The DMICC, chaired by the National Institute of Diabetes and Digestive and Kidney Diseases (NIDDK), serves as the central platform for federal agencies—including the NIH, the Centers for Disease Control and Prevention (CDC), and the Food and Drug Administration (FDA)—to align their research and public health strategies on diabetes.

This session comes at a pivotal time, as clinical data continues to suggest a link between COVID-19 infection and an increased risk of new-onset diabetes in both adults and children. The committee’s objective is to synthesize the latest scientific findings, identify research gaps, and coordinate a unified federal response to this emerging and complex post-pandemic health threat. Key outcomes of this meeting are expected to shape future federal funding priorities for both infectious disease and diabetes research, potentially leading to new clinical guidelines for screening and managing patients following a COVID-19 diagnosis. The focus on interagency collaboration aims to accelerate the translation of research into effective public health interventions across the country.

FDA Pushes for Financial Transparency in User Fee Acts

Separately, the Food and Drug Administration (FDA) is hosting its own vital public meeting on the financial transparency and efficiency of its major user fee programs: the Prescription Drug User Fee Act (PDUFA), the Biosimilar User Fee Act (BsUFA), and the Generic Drug User Fee Amendments (GDUFA).

These Acts are crucial, as they authorise the FDA to collect substantial fees from pharmaceutical companies to fund the agency’s critical drug review processes. In the interest of public trust and accountability, the meeting is a performance commitment established under the latest reauthorisations of the Acts (PDUFA VII, BsUFA III, and GDUFA III).

The agenda includes:

 * Updates on 5-Year Financial Plans: The FDA is providing stakeholders with updates on how it is managing the collected user fees over the current five-year cycles, ensuring the funds are used efficiently for timely drug approvals.

 * Independent Evaluation of Resource Capacity Planning: An independent contractor is presenting its findings on the FDA’s capability to plan and allocate resources, which is vital for maintaining the efficiency and predictability of the drug review pipeline.

 * Implementation Updates: The Agency is outlining its progress on implementing new resource capacity planning tools to better manage the workload funded by the industry.

This public scrutiny is a core requirement to ensure that billions of dollars in industry fees directly translate into faster and more rigorous drug review processes, ultimately benefitting public health. The focus is on accountability for the funds and maintaining a regulatory system that is both efficient and transparent.

Headline Points on Today’s US Health Policy Meetings

 * Diabetes Focus: NIH’s DMICC meeting is strategizing the federal response to the emerging and complex link between COVID-19 and New-Onset Diabetes.

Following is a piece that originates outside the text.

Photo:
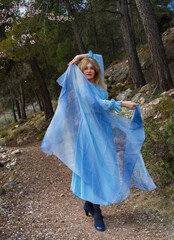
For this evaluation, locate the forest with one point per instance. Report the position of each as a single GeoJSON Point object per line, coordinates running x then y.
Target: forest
{"type": "Point", "coordinates": [38, 39]}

 * Policy Coordination: The DMICC will determine new opportunities for interagency collaboration to align research and clinical guidance across NIH, CDC, and FDA.

 * Financial Scrutiny: The FDA public meeting addresses Financial Transparency and Efficiency across the major Drug User Fee Acts (PDUFA, BsUFA, GDUFA).

 * Accountability Measures: Key agenda items include updates on 5-year financial plans and an independent assessment of the FDA’s Resource Capacity Planning, meeting a vital regulatory commitment.

 * Sector Impact: Outcomes from both meetings are expected to directly influence future federal health budgets, medical research direction, and the operational accountability of the pharmaceutical regulatory process.